ABD, 1775 ile 1783 yılları arasında Birleşik Krallık’a karşı giriştiği Bağımsızlık Savaşı’ndan galip ayrılmış ve bağımsızlığını kazanmıştı. Bu tarihten itibaren doğal kaynakları, insan gücü ve yeni kurulmuş bir devlet olmanın vermiş olduğu motivasyonla hızlı bir gelişme sürecine girdi. Öyle ki sanayisi her geçen gün gelişiyor ve üretim düzeyi artıyordu.
Bir süre sonra üretim seviyesi iç tüketim seviyesinin üzerine çıktı. Bu durumda yapılacak tek bir şey vardı: Ticaret ve deniz yollarında etkin olmak.
ABD, Osmanlı Devleti ile hiçbir anlaşma yapmaksızın ticaret gemilerini Akdeniz’e geçirmek istedi. Anlaşılan ABD, yeni kurulmuş olmasından dolayı tecrübesizdi. Böylece diplomasiden, siyasi dengelerden ve hegemonyalardan da bihaberdi.
Kuzey Afrika, 18. yüzyılın sonlarına kadar Osmanlı Devleti’nin hakimiyeti altındaydı. “Garp Ocakları” denilen Cezayir, Trablusgarp ve Tunus Osmanlı Devleti’ne bağlı eyaletlerdi.
Tarih: 25 Temmuz 1785. ABD, tüm bu siyasi dengelere karşın Akdeniz’den ticaret gemilerini geçirmeye çalışınca Cezayir açıklarında gemileri durduruldu ve gemilerine el konuldu. Daha sonra birkaç ABD ticaret gemisi daha aynı akıbete uğradı.

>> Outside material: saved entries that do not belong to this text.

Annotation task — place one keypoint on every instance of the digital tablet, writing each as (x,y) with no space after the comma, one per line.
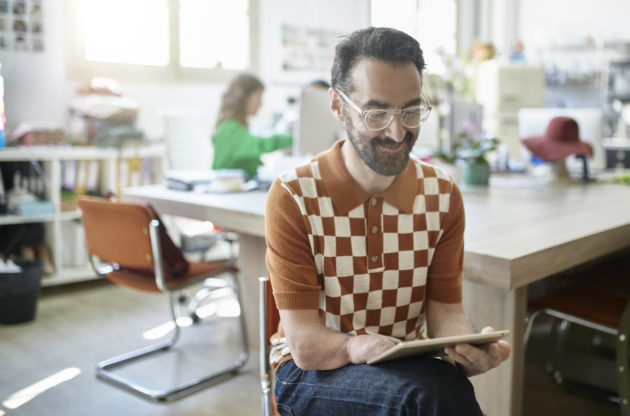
(435,346)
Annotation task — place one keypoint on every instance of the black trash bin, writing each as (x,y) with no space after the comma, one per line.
(19,292)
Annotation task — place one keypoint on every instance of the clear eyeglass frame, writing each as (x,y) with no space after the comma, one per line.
(380,119)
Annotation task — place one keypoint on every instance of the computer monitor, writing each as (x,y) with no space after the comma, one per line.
(317,128)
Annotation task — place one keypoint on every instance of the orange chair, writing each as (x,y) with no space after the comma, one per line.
(134,250)
(268,325)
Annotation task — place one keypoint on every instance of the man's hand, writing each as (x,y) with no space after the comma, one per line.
(361,348)
(479,359)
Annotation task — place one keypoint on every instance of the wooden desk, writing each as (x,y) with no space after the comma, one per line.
(517,232)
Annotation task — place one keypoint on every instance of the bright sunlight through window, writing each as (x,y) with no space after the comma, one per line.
(212,33)
(127,31)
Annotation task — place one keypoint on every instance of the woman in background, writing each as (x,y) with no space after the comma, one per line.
(234,146)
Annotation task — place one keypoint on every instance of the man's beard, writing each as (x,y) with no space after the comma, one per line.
(368,149)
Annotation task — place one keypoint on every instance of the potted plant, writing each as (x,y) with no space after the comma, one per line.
(471,150)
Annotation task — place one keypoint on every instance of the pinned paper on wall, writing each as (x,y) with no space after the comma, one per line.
(21,25)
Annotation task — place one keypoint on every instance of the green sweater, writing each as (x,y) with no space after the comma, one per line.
(236,148)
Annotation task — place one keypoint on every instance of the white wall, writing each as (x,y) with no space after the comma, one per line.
(571,22)
(38,89)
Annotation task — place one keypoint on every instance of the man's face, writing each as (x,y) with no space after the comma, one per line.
(381,85)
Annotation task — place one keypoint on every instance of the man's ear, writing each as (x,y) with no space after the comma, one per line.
(336,103)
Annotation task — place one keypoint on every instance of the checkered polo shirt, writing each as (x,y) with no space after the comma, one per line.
(367,262)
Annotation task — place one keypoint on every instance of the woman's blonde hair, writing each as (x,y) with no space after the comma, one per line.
(234,100)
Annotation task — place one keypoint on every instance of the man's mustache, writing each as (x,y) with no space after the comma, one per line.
(388,141)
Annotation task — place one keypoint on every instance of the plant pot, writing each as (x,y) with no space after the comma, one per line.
(476,173)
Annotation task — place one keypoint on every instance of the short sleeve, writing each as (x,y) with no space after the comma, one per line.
(444,282)
(289,257)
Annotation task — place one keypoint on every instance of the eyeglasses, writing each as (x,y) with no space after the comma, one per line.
(377,119)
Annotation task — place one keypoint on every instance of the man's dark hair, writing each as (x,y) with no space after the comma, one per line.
(381,43)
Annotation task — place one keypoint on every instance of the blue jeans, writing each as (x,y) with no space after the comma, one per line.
(412,386)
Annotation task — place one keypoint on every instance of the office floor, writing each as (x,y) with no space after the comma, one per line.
(76,326)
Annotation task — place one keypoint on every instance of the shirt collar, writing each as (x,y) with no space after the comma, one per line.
(346,194)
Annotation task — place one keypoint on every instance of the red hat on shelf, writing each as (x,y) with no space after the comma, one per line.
(561,139)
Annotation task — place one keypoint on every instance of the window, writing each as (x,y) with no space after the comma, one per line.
(432,22)
(169,34)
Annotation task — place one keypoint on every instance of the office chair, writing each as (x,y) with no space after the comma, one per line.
(135,251)
(269,318)
(599,304)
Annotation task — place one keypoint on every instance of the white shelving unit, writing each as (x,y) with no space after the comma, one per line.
(63,232)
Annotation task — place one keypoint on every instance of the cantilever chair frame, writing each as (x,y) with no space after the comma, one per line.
(105,368)
(622,334)
(268,323)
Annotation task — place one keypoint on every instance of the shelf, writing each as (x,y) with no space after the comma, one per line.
(63,231)
(18,219)
(69,215)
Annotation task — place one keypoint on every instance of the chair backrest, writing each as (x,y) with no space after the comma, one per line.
(534,122)
(118,232)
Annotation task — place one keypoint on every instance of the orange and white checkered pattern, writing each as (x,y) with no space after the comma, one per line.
(373,260)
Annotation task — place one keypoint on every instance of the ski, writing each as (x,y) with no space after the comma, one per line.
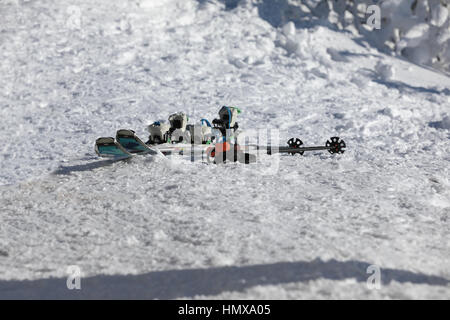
(107,147)
(132,144)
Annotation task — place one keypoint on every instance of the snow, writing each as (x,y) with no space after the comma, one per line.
(127,64)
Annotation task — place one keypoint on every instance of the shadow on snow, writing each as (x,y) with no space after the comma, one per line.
(191,282)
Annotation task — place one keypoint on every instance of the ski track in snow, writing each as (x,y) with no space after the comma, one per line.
(386,201)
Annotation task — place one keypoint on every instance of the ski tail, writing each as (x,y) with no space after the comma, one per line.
(132,144)
(107,147)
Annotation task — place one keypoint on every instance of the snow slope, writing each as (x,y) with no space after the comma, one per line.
(71,73)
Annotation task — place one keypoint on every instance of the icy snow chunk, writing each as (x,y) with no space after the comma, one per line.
(439,15)
(384,71)
(289,29)
(126,58)
(443,124)
(160,236)
(336,56)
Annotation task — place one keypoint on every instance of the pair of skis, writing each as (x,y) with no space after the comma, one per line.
(127,144)
(124,146)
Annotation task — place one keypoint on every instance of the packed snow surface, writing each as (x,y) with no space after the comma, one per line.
(287,227)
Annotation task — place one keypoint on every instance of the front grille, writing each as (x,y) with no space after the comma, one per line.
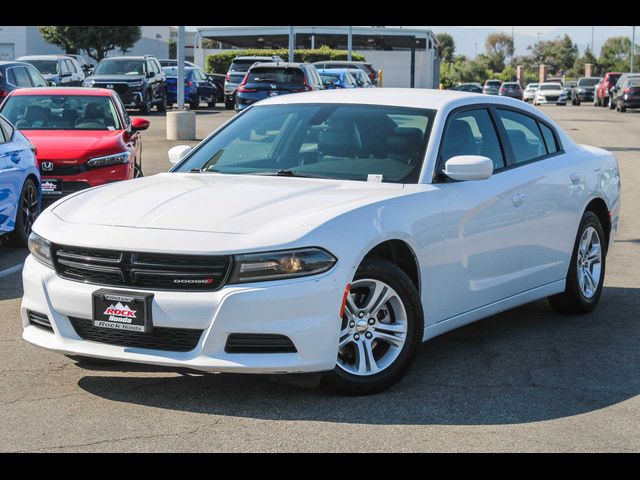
(64,170)
(67,188)
(120,88)
(160,338)
(259,343)
(39,320)
(142,270)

ABD donanmasının Osmanlı Devleti’ne karşı koyması mümkün değildi. Yaşanan bu gelişmelerin ardından donanmasını güçlendirmek için çalışmalara başladı. ABD Kongresi, bunun için Başkan George Washington’a 700 bin altın harcama yetkisi verdi.
Tarih: 5 Eylül 1795. ABD, bu duruma daha fazla katlanamadı ve anlaşma yapmaya karar verdi. Joseph Donaldson başkanlığında Amerikan heyeti ile Cezayir Beylerbeyi Gazi Hasan Paşa, Türkçe kaleme alınmış bir anlaşma imzaladılar. Bu anlaşmaya göre Amerika esirlere karşılık 642 bin altın ve her yıl 12 bin altın ödeyecekti. Daha sonra Trablusgarp ve Tunus ile de benzer anlaşmalar yapıldı.
Bu anlaşma, ABD tarihinde (1786’da Fas ile Arapça yaptığı antlaşmadan sonra) ikinci yabancı dilde imzalanan anlaşmadır. Ayrıca yabancı bir devlete vergi ödemeyi kabul ettiği tek anlaşmadır.